French forces shoot at Burkina Faso protestors trying to block military convoy
French forces in Burkina Faso have shot and wounded several protesters blocking a French military convoy which they believed was carrying weapons for Takfiri terrorists in the West African nation.
Media cited local sources as saying that four people in the town of Kaya north of the capital were being treated for gunshot wounds inflicted on them by the French soldiers on Saturday.
"As the protesters tried to get closer, soldiers fired warning shots," the local sources said, adding some of the protesters in the demo received "gunshot wounds."
"The emergency department at the Kaya hospital received four people with gunshot wounds," a medical source reported.

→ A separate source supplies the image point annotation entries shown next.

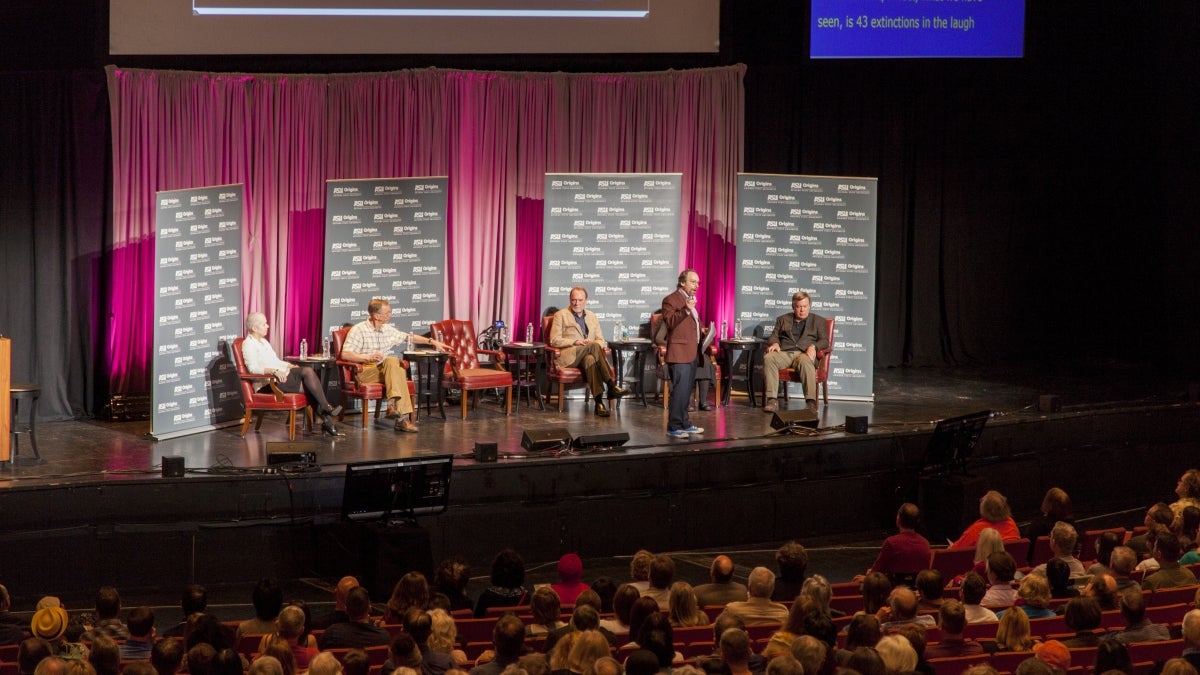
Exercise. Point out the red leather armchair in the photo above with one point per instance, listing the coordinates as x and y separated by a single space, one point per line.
463 371
789 375
275 400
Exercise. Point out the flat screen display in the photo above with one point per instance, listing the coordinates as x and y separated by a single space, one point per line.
917 29
393 489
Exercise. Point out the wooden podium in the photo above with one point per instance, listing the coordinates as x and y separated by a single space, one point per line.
5 399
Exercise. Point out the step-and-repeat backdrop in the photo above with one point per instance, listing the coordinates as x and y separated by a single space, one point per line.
385 238
197 309
816 234
618 237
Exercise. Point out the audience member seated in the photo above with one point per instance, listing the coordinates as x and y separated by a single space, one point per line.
810 652
508 640
817 590
661 577
684 610
897 653
141 626
1084 617
1121 565
1111 656
952 620
1062 547
358 631
929 590
570 574
1032 598
1170 573
721 589
906 553
1013 633
108 621
759 607
1188 490
973 589
792 562
1138 628
546 610
1055 508
451 579
622 603
412 591
640 569
268 599
508 584
903 609
993 513
1103 590
1001 571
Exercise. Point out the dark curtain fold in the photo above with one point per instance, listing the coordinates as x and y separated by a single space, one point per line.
54 186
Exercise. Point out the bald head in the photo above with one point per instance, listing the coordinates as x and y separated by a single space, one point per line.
721 569
343 590
903 602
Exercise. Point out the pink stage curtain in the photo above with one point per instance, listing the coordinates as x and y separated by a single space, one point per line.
493 133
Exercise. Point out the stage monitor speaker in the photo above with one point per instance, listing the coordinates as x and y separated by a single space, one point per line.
601 440
789 418
172 466
486 452
291 452
1049 402
541 440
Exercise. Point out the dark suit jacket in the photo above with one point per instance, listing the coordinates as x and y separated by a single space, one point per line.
791 335
683 335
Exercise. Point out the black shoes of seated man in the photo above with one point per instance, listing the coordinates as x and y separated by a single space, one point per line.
616 392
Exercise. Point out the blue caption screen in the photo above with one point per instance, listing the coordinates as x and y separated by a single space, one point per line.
903 29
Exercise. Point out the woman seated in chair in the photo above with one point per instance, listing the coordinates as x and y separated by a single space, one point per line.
262 359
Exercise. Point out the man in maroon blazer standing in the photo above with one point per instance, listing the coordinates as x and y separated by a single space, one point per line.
683 351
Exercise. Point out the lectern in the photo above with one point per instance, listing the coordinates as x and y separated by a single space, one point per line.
5 399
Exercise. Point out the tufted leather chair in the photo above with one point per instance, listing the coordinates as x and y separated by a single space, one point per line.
660 350
789 375
275 400
463 370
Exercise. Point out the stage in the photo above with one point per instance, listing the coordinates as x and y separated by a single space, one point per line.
96 509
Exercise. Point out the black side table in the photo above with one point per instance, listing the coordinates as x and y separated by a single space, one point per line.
733 351
425 369
635 348
523 359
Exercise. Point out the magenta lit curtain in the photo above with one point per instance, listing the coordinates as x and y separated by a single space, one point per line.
493 133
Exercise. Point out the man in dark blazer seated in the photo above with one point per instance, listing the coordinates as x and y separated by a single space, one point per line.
683 351
795 344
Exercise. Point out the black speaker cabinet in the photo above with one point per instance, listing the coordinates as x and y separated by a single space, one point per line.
172 466
485 452
541 440
601 440
787 418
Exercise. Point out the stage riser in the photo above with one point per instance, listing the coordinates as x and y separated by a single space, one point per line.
221 530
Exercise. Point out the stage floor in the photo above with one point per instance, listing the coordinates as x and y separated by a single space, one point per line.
906 400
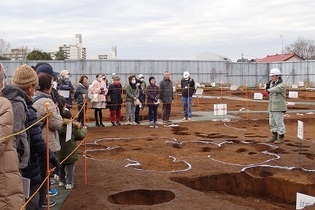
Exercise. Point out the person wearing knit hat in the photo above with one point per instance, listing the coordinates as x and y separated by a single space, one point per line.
188 89
24 76
11 192
46 68
20 93
153 101
66 88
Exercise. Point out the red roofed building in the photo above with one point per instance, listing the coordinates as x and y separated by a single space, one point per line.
280 58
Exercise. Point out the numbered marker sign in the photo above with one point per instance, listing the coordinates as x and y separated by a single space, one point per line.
220 109
293 94
303 200
300 129
258 96
199 91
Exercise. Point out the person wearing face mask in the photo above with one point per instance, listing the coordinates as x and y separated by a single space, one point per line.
20 92
167 97
277 105
11 191
188 89
99 89
42 96
65 85
115 101
132 94
82 88
141 85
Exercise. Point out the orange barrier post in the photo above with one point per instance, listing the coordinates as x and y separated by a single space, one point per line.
85 149
246 103
47 154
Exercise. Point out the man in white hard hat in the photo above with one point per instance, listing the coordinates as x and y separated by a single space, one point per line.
277 106
188 89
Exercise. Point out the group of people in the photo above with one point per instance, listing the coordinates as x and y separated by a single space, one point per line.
22 104
139 94
23 142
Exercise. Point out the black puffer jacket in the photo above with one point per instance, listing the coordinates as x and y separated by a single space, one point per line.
37 148
114 94
188 87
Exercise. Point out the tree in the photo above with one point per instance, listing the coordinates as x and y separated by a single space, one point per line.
4 46
38 55
60 55
303 47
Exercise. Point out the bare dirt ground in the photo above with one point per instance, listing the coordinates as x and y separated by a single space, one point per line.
199 164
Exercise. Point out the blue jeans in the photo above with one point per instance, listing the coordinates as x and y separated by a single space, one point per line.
186 101
276 122
153 113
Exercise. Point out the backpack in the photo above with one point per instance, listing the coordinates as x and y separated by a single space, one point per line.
36 99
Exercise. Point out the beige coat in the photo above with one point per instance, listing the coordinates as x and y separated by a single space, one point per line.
55 120
11 188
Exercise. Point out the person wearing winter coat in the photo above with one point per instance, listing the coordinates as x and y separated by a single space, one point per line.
55 120
167 97
66 172
153 100
114 101
132 94
42 96
11 188
64 84
24 84
98 99
82 88
47 69
188 89
277 106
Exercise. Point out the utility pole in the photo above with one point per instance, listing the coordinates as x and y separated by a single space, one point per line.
281 36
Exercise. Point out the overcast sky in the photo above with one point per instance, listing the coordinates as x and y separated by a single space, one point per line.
159 29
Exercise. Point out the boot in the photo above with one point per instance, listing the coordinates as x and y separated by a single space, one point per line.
273 138
280 140
96 118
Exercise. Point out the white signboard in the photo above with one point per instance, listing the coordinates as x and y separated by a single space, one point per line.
220 109
69 132
300 130
293 94
233 87
258 96
199 91
303 200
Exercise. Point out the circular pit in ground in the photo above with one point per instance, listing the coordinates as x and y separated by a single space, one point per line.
141 197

The convoy, which was crossing through the former French colony to Niger, had already been stopped this week by protests in the western city of Bobo Dioulasso and in the capital Ouagadougou, where local security forces had to fire tear gas to disperse the demonstrators.
French troops are stationed in the wider Sahel region under the pretext of fighting the spread of extremist militant forces there.
However, reports emerged that the convoy of some 60 trucks aimed to deliver arms to the Takfiri militants.
Anti-French sentiment is rampant in Mali and Burkina Faso. On the streets of Bamako, Mali’s capital, many say that France is actually trying to keep the country weak so the former colonial power can exploit secret gold and oil reserves in the Sahara.
Mali’s Prime Minister Choguel Kokalla Maiga said last month that he has evidence that France has been training terrorist groups operating in the nation.
Maiga said French troops had created an enclave in Kidal, a town in the desert region of northern Mali, and handed it over to a terrorist group linked to al-Qaeda.
Observers accuse France of pursuing neo-colonialism in Africa, falsely claiming to fight terrorism as a pretext to maintain its influence in the region.